My name is Lauren and I have many L nicknames so it would work with Lamanchas but 2 reasons I don't really like that idea. 1 is what if I get a different breed and 2 I don't like the sound of Laurens LaMancha s Effie....using my doe Effie for example. I need something that sounds good on registration papers. Not just a farm name


----------



## Jessica84 (Oct 27, 2011)

Mine is Anderson ranch. I picked it because it was my maiden name....I hate my last name now (Wolford  ) my family busted their butt for what we have and anderson is a easy name to remember. 
I didn't have it as anderson ranch boers that way I could also if ever I got a web page also use it for other things such as my angus cattle. 
Now my brother he picked rosedale for his name for his angus. His reason was because smack dab in the middle of our place was the rosedale stage stop. 
Just some ideas and reasons behind the names. I would pick something that's easy to remember. I was debating on Golden kids as my name (I live is Coarsegold) but anderson had more meaning to me.


Sent from my iPhone using Goat Forum


----------



## Trickyroo (Sep 26, 2012)

How about 
Milking Miss Daisy 
Milking Daisies
Cup Of Daisy


----------



## chuckles (Aug 7, 2014)

laurenlewis24 said:


> I LOVE flowers and would love a name that goes with flowers.

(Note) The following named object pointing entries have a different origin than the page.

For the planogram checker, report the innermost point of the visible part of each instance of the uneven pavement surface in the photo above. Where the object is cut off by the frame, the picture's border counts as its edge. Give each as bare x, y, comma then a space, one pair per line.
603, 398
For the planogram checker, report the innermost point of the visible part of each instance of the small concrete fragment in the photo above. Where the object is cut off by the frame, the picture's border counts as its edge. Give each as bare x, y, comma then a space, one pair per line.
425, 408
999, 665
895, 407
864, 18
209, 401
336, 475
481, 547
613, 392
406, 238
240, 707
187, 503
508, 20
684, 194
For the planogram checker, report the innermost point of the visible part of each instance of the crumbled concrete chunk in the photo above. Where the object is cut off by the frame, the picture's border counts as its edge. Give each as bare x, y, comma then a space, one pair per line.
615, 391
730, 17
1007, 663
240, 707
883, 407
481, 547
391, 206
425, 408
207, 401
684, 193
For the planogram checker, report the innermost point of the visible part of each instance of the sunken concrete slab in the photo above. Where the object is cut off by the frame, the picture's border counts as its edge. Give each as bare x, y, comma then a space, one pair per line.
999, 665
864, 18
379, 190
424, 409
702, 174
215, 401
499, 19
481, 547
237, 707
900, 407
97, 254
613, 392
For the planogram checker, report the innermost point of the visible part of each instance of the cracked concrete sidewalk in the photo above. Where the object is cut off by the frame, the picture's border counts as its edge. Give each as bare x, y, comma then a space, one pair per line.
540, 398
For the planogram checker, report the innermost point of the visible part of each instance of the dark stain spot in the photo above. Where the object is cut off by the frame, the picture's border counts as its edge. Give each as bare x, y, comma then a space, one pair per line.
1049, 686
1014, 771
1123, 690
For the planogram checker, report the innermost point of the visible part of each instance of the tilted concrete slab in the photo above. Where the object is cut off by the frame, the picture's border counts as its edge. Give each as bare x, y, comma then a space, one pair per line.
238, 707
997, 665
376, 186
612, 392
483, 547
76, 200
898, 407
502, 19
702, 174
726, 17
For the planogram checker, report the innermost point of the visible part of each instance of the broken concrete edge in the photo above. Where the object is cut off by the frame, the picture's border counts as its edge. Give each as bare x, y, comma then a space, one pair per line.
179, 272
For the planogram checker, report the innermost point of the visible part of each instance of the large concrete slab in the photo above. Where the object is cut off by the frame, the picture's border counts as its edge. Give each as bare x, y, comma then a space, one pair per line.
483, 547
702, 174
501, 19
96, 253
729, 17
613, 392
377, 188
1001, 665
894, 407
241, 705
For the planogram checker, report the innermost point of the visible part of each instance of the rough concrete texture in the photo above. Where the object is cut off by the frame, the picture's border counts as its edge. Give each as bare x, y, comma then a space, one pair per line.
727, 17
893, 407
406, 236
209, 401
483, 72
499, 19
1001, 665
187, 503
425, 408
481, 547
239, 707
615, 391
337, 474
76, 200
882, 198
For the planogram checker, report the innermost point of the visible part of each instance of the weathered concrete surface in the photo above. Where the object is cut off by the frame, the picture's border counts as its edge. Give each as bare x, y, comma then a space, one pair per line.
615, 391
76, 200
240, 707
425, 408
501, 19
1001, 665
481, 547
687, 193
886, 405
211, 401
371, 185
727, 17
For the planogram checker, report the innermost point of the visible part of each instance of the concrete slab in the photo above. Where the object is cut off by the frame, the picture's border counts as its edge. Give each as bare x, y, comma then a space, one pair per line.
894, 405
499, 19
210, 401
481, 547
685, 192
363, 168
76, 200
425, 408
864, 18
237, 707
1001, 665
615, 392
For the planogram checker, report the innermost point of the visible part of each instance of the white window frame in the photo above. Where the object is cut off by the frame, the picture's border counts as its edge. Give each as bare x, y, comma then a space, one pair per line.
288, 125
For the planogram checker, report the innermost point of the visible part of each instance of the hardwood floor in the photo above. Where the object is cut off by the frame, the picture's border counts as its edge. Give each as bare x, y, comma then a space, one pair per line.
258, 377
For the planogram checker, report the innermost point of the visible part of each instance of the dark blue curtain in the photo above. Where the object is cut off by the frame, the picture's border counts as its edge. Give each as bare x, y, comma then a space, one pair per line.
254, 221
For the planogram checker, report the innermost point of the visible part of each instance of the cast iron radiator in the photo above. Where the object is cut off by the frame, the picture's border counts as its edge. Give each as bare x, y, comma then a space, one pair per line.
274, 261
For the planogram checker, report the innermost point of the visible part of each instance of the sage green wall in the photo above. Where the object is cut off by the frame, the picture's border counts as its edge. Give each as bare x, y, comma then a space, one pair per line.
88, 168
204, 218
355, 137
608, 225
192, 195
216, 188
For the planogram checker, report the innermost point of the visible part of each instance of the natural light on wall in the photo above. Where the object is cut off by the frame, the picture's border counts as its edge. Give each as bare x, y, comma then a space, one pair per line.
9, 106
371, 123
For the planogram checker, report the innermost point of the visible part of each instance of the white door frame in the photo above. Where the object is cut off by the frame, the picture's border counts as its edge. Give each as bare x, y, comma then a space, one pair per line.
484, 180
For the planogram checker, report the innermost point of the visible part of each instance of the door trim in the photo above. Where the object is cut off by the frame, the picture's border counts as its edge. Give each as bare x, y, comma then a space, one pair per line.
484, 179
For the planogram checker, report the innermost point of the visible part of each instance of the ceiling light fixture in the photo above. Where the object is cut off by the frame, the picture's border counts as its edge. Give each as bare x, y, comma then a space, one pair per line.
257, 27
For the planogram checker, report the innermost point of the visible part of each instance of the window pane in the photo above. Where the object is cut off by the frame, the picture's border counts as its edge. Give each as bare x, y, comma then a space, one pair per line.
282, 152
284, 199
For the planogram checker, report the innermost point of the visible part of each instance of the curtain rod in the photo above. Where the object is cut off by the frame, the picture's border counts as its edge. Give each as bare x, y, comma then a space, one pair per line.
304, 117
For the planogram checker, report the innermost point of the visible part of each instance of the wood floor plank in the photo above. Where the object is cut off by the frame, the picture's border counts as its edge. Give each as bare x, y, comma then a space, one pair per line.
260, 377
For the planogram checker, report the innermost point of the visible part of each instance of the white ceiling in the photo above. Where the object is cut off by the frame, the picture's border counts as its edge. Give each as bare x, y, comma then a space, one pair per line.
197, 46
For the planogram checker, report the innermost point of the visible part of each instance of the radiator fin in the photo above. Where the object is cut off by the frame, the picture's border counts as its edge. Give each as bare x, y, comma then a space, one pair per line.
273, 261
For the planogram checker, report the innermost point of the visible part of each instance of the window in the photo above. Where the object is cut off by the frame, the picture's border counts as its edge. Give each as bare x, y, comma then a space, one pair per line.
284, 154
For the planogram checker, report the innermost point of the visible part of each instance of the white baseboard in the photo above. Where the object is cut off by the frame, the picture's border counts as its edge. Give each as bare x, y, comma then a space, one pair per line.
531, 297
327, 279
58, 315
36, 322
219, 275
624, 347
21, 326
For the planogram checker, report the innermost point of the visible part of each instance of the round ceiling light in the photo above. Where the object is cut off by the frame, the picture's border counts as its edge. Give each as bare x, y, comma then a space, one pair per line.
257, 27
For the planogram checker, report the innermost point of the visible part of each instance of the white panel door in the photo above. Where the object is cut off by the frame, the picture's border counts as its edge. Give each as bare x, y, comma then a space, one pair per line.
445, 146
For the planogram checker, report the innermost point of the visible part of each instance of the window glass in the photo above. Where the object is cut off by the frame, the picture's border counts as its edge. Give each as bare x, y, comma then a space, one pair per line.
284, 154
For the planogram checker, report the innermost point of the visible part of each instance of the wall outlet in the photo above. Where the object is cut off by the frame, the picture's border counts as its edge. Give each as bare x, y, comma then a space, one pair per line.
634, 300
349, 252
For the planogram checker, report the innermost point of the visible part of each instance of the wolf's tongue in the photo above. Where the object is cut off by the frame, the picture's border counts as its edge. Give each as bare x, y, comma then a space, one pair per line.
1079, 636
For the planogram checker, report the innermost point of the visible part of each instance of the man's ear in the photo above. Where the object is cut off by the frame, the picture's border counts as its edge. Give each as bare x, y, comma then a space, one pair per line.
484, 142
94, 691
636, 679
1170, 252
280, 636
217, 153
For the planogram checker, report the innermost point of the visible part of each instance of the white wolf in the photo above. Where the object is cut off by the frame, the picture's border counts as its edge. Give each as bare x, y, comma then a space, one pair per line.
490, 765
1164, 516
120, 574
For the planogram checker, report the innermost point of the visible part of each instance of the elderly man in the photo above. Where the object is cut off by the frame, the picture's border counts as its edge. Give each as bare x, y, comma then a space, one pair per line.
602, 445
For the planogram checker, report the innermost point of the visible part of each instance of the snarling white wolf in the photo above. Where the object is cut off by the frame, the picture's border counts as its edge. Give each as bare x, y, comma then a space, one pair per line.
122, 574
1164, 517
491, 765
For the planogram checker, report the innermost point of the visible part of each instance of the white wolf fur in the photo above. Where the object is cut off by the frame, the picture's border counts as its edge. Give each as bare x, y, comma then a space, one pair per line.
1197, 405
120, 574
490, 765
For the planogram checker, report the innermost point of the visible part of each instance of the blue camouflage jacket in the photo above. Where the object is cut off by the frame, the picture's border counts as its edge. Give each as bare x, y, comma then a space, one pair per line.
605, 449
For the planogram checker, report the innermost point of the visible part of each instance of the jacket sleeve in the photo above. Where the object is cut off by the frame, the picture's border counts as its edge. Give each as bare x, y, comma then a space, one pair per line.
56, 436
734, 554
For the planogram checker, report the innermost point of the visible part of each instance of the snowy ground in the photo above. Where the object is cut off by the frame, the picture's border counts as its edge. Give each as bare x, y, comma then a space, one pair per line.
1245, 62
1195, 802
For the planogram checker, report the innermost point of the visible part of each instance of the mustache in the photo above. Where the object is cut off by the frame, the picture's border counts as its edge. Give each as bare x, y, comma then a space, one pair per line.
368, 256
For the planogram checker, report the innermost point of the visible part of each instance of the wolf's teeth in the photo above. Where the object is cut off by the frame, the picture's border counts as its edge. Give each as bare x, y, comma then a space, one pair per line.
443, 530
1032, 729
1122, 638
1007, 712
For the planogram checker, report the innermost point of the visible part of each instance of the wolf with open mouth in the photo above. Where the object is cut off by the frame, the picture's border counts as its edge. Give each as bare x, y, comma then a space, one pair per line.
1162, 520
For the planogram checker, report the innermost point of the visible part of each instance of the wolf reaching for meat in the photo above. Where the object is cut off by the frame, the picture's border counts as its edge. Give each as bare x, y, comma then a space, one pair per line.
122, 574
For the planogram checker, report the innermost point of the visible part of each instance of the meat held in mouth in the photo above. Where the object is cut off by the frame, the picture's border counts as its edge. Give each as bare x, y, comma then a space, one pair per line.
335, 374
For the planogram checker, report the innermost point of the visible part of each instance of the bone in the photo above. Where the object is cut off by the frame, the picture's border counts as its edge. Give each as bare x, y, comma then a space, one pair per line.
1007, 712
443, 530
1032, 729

Are there any particular flowers that you like as opposed to others? I'm wondering about something like

Daffodil Dairy
Wildflower Haven
Narcissus Nannies


----------



## GarnetHillDairyGoats (Aug 1, 2014)

Marigold Meadows

Rose Ranch

Azalea Acres


----------



## Trickyroo (Sep 26, 2012)

Daffodil Dairy is really nice


----------



## Sylvie (Feb 18, 2013)

How about using Laurel in the name? It's similar to your first name, and is a flower.

Another idea I liked is just using a few letters, it looks good and leaves more room for the goat's name. My Dad's herd name is GBW, his mom's initials. For example: GBW Va Va Voom... or GBW Something Amazing.

I really do like the sound of Rosedale and Coarsegold, so maybe just look at a map and pick out cool sounding names of cities? 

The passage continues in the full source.